Меньше чем через час литовку встретила Достоевская. В толпе цыган теперь спокойно расхаживали веганы, распустившие свои глистообразные руки-плети по всему метро. Правильно ли они поступают? Или веганы, загадочные лемуры — действительно, те расы, достойные жить в новом мире, когда человечество, до сих пор воюющее друг с другом, доживает последние дни? Но сколько крови на руках самой Чулок? Не зашёл ли Молох слишком далеко со своей истиной?
Сотни вопросов без ответов. И нужны ли ответы, когда сердце живёт любовью? Тем, что посылает мир к чёртовой матери, разрушает его до основания. Не ядерные боеголовки, а любовь. Самая разрушительная красная кнопка. Ведает ли о ней странное создание на одном колёсике по имени Робби, сопровождающее Чулок на Владимирскую? Вряд ли. Как и не ведают тысячи людей, живущих в подземке. Впереди — очередной тоннель ветки № 1 метрополитена.
(два дня назад)
Служебные коридоры с комнатами пролетали один за другим. И ни единой души. Если бы не лампы, висевшие на потолке через каждые десять метров, кавказец остался бы в кромешной тьме посреди бесконечного лабиринта. Спустя полчаса блужданий Ахмет ни на шутку заволновался. Бетонным стенам не было ни конца, ни края. Ещё через пять минут погас свет, оставив героя посреди чёрной паутины бытия. Столько же времени понадобилось на то, чтоб глаза привыкли к темноте. Но тьма здесь была живой, она обволакивала с головы до пят, и где-то там, где должен был быть очередной энный поворот, притаился разум.

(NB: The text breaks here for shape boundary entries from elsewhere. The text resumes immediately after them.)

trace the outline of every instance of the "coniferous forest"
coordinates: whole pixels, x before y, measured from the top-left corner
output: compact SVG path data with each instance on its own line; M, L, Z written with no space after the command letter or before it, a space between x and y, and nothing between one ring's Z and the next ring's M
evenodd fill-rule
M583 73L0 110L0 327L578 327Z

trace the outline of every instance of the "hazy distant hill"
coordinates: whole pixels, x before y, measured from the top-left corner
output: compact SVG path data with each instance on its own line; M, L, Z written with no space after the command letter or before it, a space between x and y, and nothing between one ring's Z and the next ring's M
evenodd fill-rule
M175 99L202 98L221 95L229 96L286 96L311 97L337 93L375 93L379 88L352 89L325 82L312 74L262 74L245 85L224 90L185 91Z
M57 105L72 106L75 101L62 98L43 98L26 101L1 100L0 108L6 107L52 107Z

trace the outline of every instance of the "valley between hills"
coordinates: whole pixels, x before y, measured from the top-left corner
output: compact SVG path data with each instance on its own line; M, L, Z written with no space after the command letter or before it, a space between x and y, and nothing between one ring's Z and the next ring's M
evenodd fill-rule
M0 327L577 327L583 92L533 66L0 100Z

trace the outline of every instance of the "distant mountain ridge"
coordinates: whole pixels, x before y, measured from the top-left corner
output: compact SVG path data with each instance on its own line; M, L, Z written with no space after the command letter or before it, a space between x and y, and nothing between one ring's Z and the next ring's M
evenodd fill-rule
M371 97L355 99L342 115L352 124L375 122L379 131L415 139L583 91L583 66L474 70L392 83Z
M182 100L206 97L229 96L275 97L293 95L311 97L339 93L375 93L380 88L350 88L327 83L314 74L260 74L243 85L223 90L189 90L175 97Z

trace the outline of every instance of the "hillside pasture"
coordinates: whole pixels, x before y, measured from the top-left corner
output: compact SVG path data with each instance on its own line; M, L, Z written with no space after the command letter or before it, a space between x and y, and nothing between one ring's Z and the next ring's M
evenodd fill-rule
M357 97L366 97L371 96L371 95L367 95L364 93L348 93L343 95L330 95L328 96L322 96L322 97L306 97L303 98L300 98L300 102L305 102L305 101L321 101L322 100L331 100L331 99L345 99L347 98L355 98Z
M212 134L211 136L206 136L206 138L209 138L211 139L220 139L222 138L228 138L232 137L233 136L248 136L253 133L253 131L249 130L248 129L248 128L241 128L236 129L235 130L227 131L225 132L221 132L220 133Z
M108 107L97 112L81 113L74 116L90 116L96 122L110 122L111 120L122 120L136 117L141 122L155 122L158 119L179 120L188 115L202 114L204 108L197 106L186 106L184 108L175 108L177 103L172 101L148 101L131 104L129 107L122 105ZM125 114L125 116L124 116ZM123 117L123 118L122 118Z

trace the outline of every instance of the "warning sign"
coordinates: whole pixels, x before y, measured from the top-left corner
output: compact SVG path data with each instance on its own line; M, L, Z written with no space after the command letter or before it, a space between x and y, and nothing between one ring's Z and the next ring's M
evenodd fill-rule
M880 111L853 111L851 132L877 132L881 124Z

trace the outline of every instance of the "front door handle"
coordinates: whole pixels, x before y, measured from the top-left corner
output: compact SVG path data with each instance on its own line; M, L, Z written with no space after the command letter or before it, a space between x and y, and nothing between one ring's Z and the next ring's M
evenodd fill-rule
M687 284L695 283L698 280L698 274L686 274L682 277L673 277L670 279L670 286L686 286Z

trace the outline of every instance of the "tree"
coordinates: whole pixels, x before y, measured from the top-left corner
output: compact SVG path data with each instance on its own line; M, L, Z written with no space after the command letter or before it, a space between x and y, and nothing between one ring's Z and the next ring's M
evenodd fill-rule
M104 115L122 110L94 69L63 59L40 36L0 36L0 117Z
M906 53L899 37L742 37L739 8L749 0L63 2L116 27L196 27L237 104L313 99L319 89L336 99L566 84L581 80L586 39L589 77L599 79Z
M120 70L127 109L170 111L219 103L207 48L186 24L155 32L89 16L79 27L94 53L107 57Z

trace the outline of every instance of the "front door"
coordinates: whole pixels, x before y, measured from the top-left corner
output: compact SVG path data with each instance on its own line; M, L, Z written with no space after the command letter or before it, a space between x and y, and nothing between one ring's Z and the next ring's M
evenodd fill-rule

Не существо из плоти и крови, а нечто, не принадлежащее к нашему миру, что вылезло из чрева радиоактивных осадков. Больцмановский мозг — объект, возникший в результате отклонения от среднего значения физических величин. Эфемерное начало, способное осознавать своё существование.

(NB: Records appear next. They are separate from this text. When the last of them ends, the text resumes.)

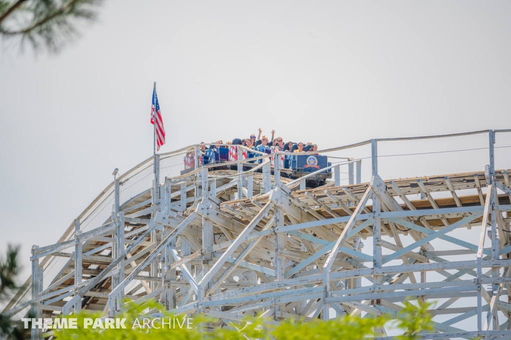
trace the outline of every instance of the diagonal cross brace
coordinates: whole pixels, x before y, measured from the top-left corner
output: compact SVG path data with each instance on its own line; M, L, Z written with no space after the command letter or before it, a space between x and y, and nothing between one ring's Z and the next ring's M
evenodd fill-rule
M164 214L159 212L157 212L154 218L151 219L149 225L147 230L144 232L144 234L140 236L138 238L135 240L133 244L128 245L124 251L119 254L117 257L114 259L111 262L107 265L105 269L98 274L98 276L89 280L89 283L84 287L82 288L78 293L75 295L73 299L68 301L64 307L62 307L62 313L64 315L68 313L69 308L75 305L79 300L81 300L84 294L90 290L93 287L98 284L107 276L112 269L115 269L119 262L124 260L128 254L134 251L138 245L140 245L144 240L147 238L151 233L156 229L158 224L161 224L164 218Z
M132 271L131 273L128 275L128 277L125 279L118 286L112 289L112 291L108 294L109 297L114 297L120 293L121 289L124 289L124 287L126 287L126 285L129 283L129 282L135 278L135 276L137 275L138 273L142 271L148 264L152 261L156 256L161 253L165 247L167 246L169 242L170 242L172 239L175 238L176 236L184 230L184 229L187 228L196 217L197 214L196 213L192 213L192 214L187 217L184 221L179 223L179 225L177 226L177 228L173 230L167 237L162 240L161 242L158 245L158 246L157 246L152 252L151 252L150 254L149 254L149 255L146 257L144 261L143 261L140 264L138 265L138 266L137 266L135 270Z
M236 238L236 241L234 242L229 247L227 248L225 252L223 253L220 258L218 259L218 261L213 265L213 266L211 267L210 271L206 273L205 275L202 278L202 279L199 282L198 285L199 287L202 286L205 282L208 282L213 278L213 276L215 275L215 273L217 273L220 268L222 267L222 266L227 262L227 260L229 259L230 256L233 254L235 251L238 249L238 247L243 242L243 240L245 237L248 236L248 234L253 230L253 229L257 225L258 223L263 219L263 217L265 216L266 213L270 210L270 208L273 206L273 203L271 201L268 201L268 203L265 205L264 207L259 211L259 213L256 215L253 219L252 219L248 225L246 226L243 231L240 234L238 237Z
M410 245L407 246L404 248L398 251L393 254L391 254L390 255L387 255L382 259L382 262L383 263L386 263L387 262L391 261L392 260L395 259L397 257L399 257L401 255L403 255L408 252L411 251L415 249L415 248L421 246L424 243L429 242L432 240L434 240L435 238L438 238L440 236L442 236L449 232L454 230L456 228L463 225L466 223L468 223L474 219L480 217L482 214L481 213L476 213L473 215L469 215L464 218L462 218L456 223L454 223L449 226L446 226L446 228L439 230L437 232L434 232L432 233L430 235L428 235L426 237L417 241Z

Оно плавно вышло из-за угла и двинулось в сторону Ахмета. Разум продвигался всё ближе и ближе, без какой-либо оболочки, всё равно, что воздух, обладающий сознанием. Не хотелось представлять, какие тайны вселенной он способен открыть, подобно Библиотекарю, ведающему истины ада, ведь ад — всего лишь слово; реальность куда хуже.

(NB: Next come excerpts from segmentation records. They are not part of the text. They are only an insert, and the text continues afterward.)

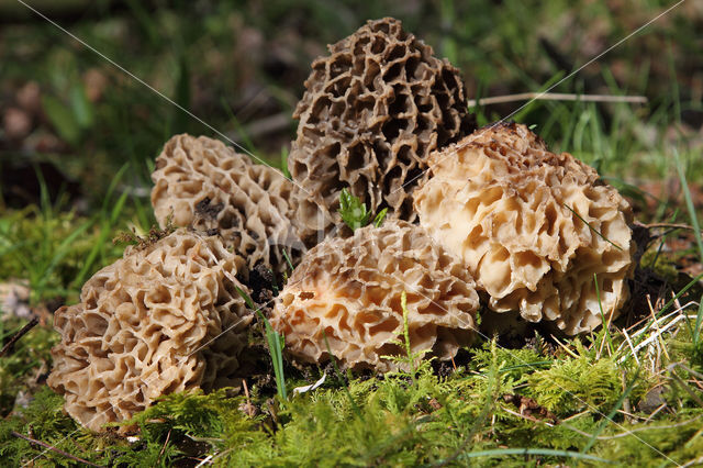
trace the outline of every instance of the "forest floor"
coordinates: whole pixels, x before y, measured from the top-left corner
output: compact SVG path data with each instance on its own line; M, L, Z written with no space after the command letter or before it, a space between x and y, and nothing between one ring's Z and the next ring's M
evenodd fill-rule
M700 2L30 3L102 56L0 0L3 460L703 465ZM550 92L647 99L472 107L480 124L510 115L531 125L628 199L648 243L623 314L590 335L488 337L450 365L426 360L384 376L286 365L286 399L260 330L260 372L246 393L166 397L135 417L140 431L130 437L81 428L46 386L59 339L53 312L121 257L124 244L113 238L156 224L149 174L164 142L216 130L281 167L312 59L386 15L462 70L473 100L555 83ZM320 388L290 395L323 375Z

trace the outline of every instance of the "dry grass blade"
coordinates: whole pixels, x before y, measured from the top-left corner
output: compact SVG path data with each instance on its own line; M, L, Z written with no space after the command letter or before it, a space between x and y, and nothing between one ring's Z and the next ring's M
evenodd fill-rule
M611 96L611 94L573 94L565 92L520 92L517 94L494 96L490 98L469 99L470 108L476 105L502 104L516 101L582 101L582 102L625 102L631 104L646 104L645 96Z

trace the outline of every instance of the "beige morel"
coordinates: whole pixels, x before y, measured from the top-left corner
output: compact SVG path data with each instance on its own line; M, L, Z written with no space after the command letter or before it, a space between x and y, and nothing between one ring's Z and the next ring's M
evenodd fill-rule
M98 271L54 319L48 385L66 411L101 431L163 394L237 385L252 321L242 267L219 237L179 230Z
M177 226L216 232L249 270L264 263L283 271L283 249L297 259L303 248L290 221L291 181L220 141L171 137L156 158L152 180L152 204L161 227L172 216Z
M331 238L305 254L276 300L271 325L286 349L310 363L332 354L350 368L389 370L387 355L403 332L408 298L413 350L448 359L471 343L479 305L466 267L417 225L388 220L381 227Z
M415 191L421 225L464 259L492 310L569 335L600 325L601 307L606 320L618 314L634 269L632 210L594 169L517 124L481 129L429 166Z
M305 81L288 158L309 244L339 223L347 187L371 212L414 221L427 156L475 129L459 71L400 21L369 21L328 48Z

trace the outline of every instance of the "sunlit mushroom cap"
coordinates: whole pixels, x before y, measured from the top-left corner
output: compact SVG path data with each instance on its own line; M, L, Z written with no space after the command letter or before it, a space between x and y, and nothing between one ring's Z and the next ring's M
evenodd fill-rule
M332 354L348 367L388 370L403 355L408 298L410 345L439 358L471 343L478 294L466 268L421 227L388 220L308 252L277 298L271 325L286 349L310 363Z
M100 431L163 394L237 383L252 320L241 267L219 237L180 230L98 271L54 319L48 385L66 411Z
M567 334L614 317L634 264L632 210L594 169L525 125L481 129L434 153L415 191L423 227L464 259L494 311Z

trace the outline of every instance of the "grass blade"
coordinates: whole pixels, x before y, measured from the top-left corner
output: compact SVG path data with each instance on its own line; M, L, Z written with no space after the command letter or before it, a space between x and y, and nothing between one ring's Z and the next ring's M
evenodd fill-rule
M603 422L598 426L598 428L595 430L595 432L593 433L593 435L591 435L591 438L589 439L589 442L585 444L585 446L581 449L581 454L585 454L587 452L589 452L592 447L593 444L595 444L595 441L598 439L598 436L601 435L601 433L603 432L603 430L605 430L605 427L607 426L609 422L613 422L613 417L615 416L615 414L617 414L617 411L621 409L621 406L623 405L623 403L625 402L625 399L629 395L629 393L633 391L633 389L635 388L635 383L637 382L637 379L639 378L639 370L640 368L637 368L637 371L635 372L635 377L633 378L633 380L629 382L629 385L627 386L627 388L625 389L625 391L623 392L623 394L620 397L620 399L615 402L615 405L613 406L613 409L611 410L611 412L607 414L607 416L605 416L605 419L603 420Z
M595 457L593 455L579 454L578 452L571 450L556 450L553 448L496 448L495 450L469 452L468 454L462 454L459 458L503 457L505 455L543 455L551 457L567 457L577 460L599 461L609 465L613 464L611 460Z
M234 287L237 293L244 299L246 305L254 311L264 322L264 328L266 331L266 341L268 342L268 350L271 355L271 364L274 365L274 375L276 376L276 391L278 395L287 400L288 391L286 390L286 377L283 375L283 347L286 346L286 338L278 334L271 326L271 323L264 316L261 309L255 309L254 301L242 288L235 285Z
M701 226L699 224L699 216L695 214L695 207L693 205L693 199L691 198L691 191L683 174L683 166L681 159L679 159L679 152L673 149L673 159L677 164L677 171L679 172L679 180L681 181L681 190L683 191L683 198L685 199L685 207L689 210L689 216L691 218L691 226L693 226L693 234L695 235L695 242L699 247L700 260L703 261L703 238L701 238Z

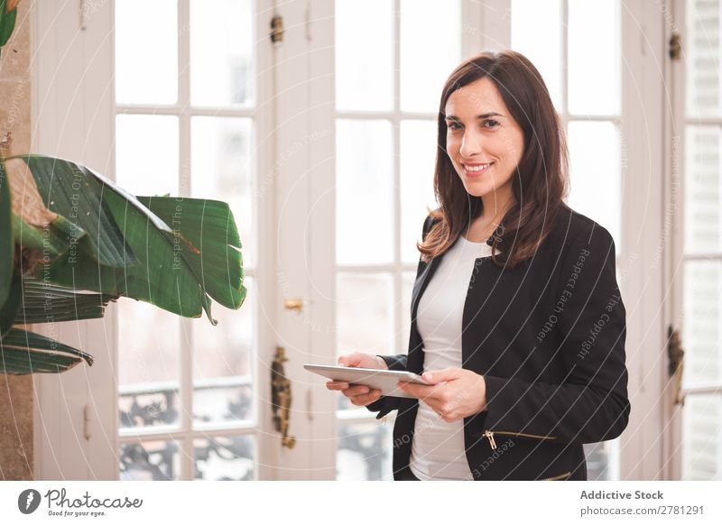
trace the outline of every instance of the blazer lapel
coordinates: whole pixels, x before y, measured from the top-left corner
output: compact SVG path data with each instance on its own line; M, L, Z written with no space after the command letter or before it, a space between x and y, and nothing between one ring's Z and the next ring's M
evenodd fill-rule
M419 302L423 295L426 287L431 281L439 263L441 262L441 257L434 257L426 264L426 267L421 271L421 275L413 283L413 290L412 291L412 327L411 327L411 341L409 345L409 356L406 362L406 369L409 372L421 373L423 371L423 350L421 349L422 341L419 334L419 328L416 326L416 313L419 309Z

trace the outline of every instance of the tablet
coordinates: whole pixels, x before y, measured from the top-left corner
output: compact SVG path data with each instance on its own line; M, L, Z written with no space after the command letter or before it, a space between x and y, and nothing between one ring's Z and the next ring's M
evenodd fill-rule
M304 364L303 368L319 373L334 381L345 381L349 384L365 384L381 391L381 395L394 398L416 399L396 386L399 381L416 382L419 384L433 384L427 382L412 372L399 370L379 370L378 368L360 368L357 366L333 366L326 364Z

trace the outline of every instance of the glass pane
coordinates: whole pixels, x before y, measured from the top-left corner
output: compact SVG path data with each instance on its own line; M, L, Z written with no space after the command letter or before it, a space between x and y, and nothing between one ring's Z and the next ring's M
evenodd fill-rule
M412 329L412 292L416 272L404 272L401 278L401 335L402 347L398 354L409 353L409 336Z
M570 122L569 147L569 205L609 231L618 255L622 247L622 177L617 129L611 122Z
M390 262L393 258L391 124L338 119L336 137L336 262Z
M213 326L205 316L193 319L193 419L199 422L237 421L254 418L252 354L255 348L255 282L237 310L214 305Z
M688 116L719 115L719 0L687 0L684 41Z
M116 2L116 101L178 101L177 0Z
M717 252L722 247L718 126L688 125L685 136L684 250Z
M692 394L684 401L682 480L722 479L722 397Z
M339 272L336 281L337 357L393 354L392 276Z
M170 481L180 476L180 444L144 441L120 446L120 481Z
M401 255L404 262L418 262L423 221L436 209L434 169L437 124L433 121L401 123Z
M178 424L180 318L127 299L111 308L117 309L120 427Z
M190 121L191 194L227 202L243 245L244 266L256 261L249 118L195 116Z
M393 106L393 2L336 2L336 107Z
M338 481L390 481L393 423L338 424L336 479Z
M251 0L190 2L190 102L250 104L254 14Z
M251 481L255 479L255 439L253 436L217 436L194 439L195 479Z
M569 2L569 105L576 115L618 115L619 0Z
M547 85L557 111L561 111L561 0L512 0L512 49L532 60ZM544 38L539 38L539 28Z
M461 61L461 34L458 0L402 0L402 110L439 111L444 82Z
M116 117L116 180L134 195L178 195L178 118Z
M336 279L337 359L351 352L393 354L393 306L390 274L338 272ZM360 409L351 404L345 395L338 397L339 410Z
M684 263L684 384L687 388L718 383L722 379L720 267L719 261Z

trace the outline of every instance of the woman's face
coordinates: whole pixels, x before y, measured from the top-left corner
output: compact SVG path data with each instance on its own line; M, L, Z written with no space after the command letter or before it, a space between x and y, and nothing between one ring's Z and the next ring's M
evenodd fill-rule
M467 192L511 197L523 152L523 132L499 91L480 78L454 91L446 104L446 151Z

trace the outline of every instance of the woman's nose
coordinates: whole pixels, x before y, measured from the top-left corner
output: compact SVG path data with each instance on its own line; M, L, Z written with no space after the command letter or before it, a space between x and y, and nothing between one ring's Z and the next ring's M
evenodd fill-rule
M472 134L464 134L458 152L465 159L468 159L481 152L481 140L478 136L475 136Z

Мозг брата Вано видел перед собой голубые ясные глаза, пришедшие из другой реальности. Видение мира перешло в другую ипостась, обнажив просторы бесконечной песчаной пустыни, по которой Ахмет бежал от пожирающего чёрного естества, проглатывающего целые миры. На небе до того ярко сияло солнце, что задержать на нём взгляд означало бы спалить глаза. Всё равно, что в тёмном помещении засвечивать плёнку. Разум больше не чувствовал тело. Мир принялся сжиматься. Пустыня обрастала бетонными стенами, надвигавшимися друг на друга. Земля под ногами горела, пока чёрная материя не добралась до солнца. В мгновение исчезло безоблачное небо, заменив его обычным каменным полом. Через миг пол свалился на голову и сознание Ахмета полетело на просторную платформу станции Парнас. Именно так кавказец представлял себе обитель, хотя ни разу на ней не был, как и во многих других местах метро. Один раз удалось посетить запретную Рыбацкую, но это ещё до времён Вегана. Не понимая до конца, что происходит, Ахмет бродил по неизвестной станции неизвестного метро. Сон ли это? Явь? Или он стал частью больцмановского мозга и его сознание сейчас витает в районе недосягаемых Квазаров?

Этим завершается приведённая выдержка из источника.